In my previous post, I wrote about how I had failed a very important weight and body fat check while entering Journeyman Instructor School. This failure jeopardized my chances to become a Navy instructor and caused me gross embarrassment.
Nevertheless, I thought that maybe God could use this as a ministry to others. I didn't know for sure, though, because this wasn't something God did to me, it was something that I did to myself. I kept eating high-calorie and high-fat meals. I didn't work out to compensate. None of this was God's doing. Still, as I sat in the holds office awaiting my fate, I prayed, "God, maybe you can do something with this. If there is any way, I give you my situation." It was a simple prayer, but it was the best I could do. I was ashamed of myself.
God wasted little time. Yes, I went through a good deal of judgement as I checked in to the holds division as a loser and a failure. The chief who was in charge of the division made no effort to hide his displeasure. I did stand up for myself, but didn't argue with him. That would have been counter-productive. I knew the truth. I knew that my hope was in God.
I met many of the young sailors I would be working with that day and the following morning. A lot of them were being kicked out because they had screwed up their lives to that point. In some ways, I understood. Despite having a number of awards and great evals, I was essentially throwing away my career, just like they were.
Another thing that they were all going through was a harsh prejudice against junior sailors/students. Once they were in trouble, the military in charge of them continued to nit-pick anything that was wrong, even if marginal. Things that wouldn't have gotten them in trouble on a ship "in the real Navy" was getting them in trouble here. I realized what God was wanting me to do. I realized my purpose.
They needed to know that not every senior leader was out to get them or drag them down. I tried my hardest to become the person that could give them hope. I counseled and mentored many of them about their futures. Those who weren't being kicked out I mentored to help them find their direction. I encouraged them to do what they were told, keep their noses clean, and push through. They would get to the fleet soon...a fleet that didn't care if they made a mistake in A School. I told them about sailors I had known who had made mistakes in school only to be great sailors in the fleet.
And I worked hard. I was losing about 4 pounds a week during this time. I was determined to show these students that I, too, was doing everything I could do to fight through my situation and the judgement I was facing as a "failure." God was using me as an example of hope and spirit for these young sailors. It felt wonderful.
I didn't get through to all of them. Many did get kicked out of the Navy. I might have made their last few days a little brighter, but the fact is that many of them were already too far gone to rescue. It wasn't up to me to make them see the hope I had, only to offer it to them. I also didn't get to outright share my testimony with many of them either. On a few occasions, I was able to share how my faith was vital to me getting through the current circumstances.

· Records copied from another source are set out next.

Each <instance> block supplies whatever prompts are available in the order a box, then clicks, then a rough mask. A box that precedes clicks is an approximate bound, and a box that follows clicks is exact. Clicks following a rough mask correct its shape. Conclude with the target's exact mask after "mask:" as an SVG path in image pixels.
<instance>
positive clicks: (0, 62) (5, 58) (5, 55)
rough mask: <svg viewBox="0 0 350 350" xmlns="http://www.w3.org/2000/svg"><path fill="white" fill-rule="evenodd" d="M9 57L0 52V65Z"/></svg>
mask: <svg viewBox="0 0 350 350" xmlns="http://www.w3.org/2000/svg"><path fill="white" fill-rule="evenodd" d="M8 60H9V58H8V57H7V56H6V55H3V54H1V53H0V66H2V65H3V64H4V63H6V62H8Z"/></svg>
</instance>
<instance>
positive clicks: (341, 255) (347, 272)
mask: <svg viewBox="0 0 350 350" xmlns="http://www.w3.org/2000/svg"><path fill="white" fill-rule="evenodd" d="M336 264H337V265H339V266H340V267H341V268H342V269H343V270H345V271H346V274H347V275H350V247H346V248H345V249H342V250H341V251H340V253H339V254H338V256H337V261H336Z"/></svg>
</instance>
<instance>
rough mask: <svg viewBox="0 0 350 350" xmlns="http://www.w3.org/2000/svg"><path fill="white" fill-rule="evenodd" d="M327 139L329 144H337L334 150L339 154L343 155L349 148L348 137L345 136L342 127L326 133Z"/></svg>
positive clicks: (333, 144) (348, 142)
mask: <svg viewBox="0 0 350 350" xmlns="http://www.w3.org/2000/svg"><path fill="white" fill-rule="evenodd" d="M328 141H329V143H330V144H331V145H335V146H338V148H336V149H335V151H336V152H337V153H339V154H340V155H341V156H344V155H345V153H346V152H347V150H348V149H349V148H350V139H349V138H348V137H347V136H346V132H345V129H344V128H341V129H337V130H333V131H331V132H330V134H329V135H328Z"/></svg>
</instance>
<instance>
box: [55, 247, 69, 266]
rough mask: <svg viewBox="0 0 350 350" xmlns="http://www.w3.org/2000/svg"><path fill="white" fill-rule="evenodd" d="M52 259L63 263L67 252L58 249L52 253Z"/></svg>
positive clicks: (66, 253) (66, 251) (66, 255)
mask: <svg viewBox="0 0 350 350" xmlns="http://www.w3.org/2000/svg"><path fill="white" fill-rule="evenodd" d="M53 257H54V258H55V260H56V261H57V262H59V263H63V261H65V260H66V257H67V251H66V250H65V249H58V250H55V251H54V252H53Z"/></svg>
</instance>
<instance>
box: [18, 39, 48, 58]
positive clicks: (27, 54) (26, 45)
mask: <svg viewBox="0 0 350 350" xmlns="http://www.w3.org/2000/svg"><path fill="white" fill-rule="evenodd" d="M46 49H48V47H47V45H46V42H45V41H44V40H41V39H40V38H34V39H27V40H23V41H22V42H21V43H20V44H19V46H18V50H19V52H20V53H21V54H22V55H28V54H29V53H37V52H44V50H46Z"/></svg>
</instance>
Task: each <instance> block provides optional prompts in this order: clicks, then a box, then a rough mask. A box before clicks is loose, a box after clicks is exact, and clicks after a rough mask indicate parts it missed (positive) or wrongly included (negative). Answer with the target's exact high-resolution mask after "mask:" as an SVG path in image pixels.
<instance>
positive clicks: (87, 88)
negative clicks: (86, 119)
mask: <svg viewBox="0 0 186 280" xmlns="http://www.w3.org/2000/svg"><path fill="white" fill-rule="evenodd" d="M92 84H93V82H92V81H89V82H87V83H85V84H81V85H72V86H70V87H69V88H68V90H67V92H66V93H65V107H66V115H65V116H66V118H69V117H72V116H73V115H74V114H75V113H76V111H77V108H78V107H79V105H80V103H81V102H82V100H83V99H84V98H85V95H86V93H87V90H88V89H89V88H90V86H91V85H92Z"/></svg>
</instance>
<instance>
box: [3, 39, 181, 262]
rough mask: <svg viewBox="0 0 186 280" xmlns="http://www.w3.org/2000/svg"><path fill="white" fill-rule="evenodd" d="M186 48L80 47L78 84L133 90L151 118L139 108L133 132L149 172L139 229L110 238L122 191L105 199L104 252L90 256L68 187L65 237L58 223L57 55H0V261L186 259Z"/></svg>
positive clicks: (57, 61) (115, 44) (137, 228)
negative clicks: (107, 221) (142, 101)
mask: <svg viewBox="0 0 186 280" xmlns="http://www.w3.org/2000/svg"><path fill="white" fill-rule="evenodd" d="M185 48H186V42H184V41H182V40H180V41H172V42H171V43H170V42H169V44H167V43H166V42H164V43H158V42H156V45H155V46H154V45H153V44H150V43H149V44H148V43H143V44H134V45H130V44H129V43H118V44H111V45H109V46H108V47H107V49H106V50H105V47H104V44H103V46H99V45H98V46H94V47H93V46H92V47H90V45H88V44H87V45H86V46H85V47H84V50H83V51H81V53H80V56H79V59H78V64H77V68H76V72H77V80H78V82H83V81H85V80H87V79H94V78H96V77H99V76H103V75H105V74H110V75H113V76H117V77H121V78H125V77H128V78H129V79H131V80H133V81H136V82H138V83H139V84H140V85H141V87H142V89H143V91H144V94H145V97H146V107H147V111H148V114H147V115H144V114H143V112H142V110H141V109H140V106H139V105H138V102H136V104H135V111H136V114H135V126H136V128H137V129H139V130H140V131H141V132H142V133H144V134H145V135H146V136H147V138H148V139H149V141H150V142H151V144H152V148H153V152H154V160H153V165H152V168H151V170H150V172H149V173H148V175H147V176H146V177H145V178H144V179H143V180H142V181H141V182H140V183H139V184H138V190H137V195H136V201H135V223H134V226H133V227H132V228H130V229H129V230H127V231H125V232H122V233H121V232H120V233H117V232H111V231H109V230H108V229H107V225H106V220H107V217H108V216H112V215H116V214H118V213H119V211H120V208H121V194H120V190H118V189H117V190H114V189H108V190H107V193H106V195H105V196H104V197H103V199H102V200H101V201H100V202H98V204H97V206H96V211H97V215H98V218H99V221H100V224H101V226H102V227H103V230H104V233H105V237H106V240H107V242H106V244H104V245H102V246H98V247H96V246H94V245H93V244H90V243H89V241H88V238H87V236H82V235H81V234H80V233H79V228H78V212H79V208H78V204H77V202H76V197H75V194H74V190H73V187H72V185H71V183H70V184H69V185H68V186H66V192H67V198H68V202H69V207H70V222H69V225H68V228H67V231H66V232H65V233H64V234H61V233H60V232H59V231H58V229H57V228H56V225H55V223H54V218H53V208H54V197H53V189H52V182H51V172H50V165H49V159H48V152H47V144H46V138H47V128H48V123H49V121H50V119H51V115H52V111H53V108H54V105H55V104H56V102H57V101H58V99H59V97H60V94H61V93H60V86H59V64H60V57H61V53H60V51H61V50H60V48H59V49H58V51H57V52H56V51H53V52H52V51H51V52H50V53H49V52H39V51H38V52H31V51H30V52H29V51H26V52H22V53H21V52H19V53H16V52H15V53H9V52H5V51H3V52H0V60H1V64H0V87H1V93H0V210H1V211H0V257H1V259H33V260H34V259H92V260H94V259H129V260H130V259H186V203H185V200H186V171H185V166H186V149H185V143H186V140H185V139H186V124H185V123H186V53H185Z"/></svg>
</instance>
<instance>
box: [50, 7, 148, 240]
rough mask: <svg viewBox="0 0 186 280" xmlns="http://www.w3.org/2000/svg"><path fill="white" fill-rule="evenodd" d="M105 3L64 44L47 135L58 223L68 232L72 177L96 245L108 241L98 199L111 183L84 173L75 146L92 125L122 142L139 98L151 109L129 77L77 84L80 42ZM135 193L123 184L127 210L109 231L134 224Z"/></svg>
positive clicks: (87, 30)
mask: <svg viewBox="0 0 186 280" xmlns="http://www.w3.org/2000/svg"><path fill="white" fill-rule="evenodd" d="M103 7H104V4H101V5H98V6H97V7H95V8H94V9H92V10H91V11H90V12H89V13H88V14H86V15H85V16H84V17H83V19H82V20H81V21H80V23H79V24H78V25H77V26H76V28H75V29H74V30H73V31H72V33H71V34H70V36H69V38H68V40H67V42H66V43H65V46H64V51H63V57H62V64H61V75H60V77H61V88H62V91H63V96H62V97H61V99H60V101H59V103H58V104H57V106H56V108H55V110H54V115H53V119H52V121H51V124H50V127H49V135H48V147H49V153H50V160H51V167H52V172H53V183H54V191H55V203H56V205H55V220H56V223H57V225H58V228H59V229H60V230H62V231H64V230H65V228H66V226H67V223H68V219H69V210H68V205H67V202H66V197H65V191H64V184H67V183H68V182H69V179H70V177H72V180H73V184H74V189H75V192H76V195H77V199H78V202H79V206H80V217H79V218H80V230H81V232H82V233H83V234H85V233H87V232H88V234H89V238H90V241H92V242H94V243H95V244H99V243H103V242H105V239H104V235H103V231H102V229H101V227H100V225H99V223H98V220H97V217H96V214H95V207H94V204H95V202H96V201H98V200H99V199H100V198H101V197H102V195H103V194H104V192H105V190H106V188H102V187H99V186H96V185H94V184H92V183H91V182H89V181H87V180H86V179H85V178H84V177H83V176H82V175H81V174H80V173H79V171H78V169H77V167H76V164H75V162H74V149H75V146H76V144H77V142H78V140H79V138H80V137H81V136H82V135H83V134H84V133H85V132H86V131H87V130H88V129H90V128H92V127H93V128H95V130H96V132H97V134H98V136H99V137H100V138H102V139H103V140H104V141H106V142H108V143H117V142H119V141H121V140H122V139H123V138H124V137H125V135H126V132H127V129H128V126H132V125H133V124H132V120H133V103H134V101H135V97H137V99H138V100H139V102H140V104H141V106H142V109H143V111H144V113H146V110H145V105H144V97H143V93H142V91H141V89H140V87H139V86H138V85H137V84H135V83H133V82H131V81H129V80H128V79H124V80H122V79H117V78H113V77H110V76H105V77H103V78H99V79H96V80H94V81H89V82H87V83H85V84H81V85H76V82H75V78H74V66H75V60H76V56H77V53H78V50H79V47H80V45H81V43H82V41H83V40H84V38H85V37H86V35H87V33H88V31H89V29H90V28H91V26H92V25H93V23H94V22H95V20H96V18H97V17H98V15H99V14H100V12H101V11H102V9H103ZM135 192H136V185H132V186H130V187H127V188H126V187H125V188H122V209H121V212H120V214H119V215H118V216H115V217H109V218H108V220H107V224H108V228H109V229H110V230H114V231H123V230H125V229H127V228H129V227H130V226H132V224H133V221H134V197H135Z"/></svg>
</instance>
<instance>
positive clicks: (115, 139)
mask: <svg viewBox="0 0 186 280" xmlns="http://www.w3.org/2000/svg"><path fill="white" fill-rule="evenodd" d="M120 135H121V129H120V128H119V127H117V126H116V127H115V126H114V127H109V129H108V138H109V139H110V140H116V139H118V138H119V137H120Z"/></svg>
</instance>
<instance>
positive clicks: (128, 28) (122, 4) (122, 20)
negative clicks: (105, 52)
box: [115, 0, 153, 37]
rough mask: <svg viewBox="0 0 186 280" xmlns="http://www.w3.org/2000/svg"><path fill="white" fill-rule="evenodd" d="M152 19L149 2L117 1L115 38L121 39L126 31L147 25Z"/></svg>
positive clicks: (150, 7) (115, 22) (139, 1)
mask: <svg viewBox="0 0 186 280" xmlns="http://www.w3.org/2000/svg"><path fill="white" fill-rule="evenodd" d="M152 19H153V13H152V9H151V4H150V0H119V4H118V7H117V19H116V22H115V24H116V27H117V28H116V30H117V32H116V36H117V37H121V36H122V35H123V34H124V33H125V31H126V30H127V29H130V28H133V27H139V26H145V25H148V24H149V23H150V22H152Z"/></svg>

On another occasion, I was able to reinforce the faith of a few young sailors, even including offering them a ride to church if they wished for it. Anyway, all I can do is pray that I left an impression.
My stay in the holding division was God-ordained. It might have been my fault that I was there, but I was in God's hands the entire time. And when it was time for me to leave...when my work there was done...God move me along. Find out about that tomorrow!
This is the very definition of redeemed. God always takes us where we are and redeems both us and the situation. YOU are blessed to be used of God as He redeems other lives, as well.
The faith and insight you have never ceases to touch me! I got to be close to Alicia while you were out to sea so I never had much time to see this side of you (you are a quiet person!). Reading your blog really shines a light on you and your faith and its very inspiring. I'll be praying for you!
Today I started working out at the gym I just joined because I have finally decided I need to take losing weight seriously. Keep inspiring!!
Dan, I've been swimming all summer. I'm up to a mile several times a week and 1/2 mile the other days. Haven't lost pound one. But my waist size is gradually shrinking. It is quite frustrating, but I believe it is the best thing to do for our families as well as our own health and witness.
Don, Thank you. I am blessed to have been used by God the way I was. It was amazing.
Demi, Good job! Thank you for the encouragement, and I hope you have a great process ahead of you for your own goals!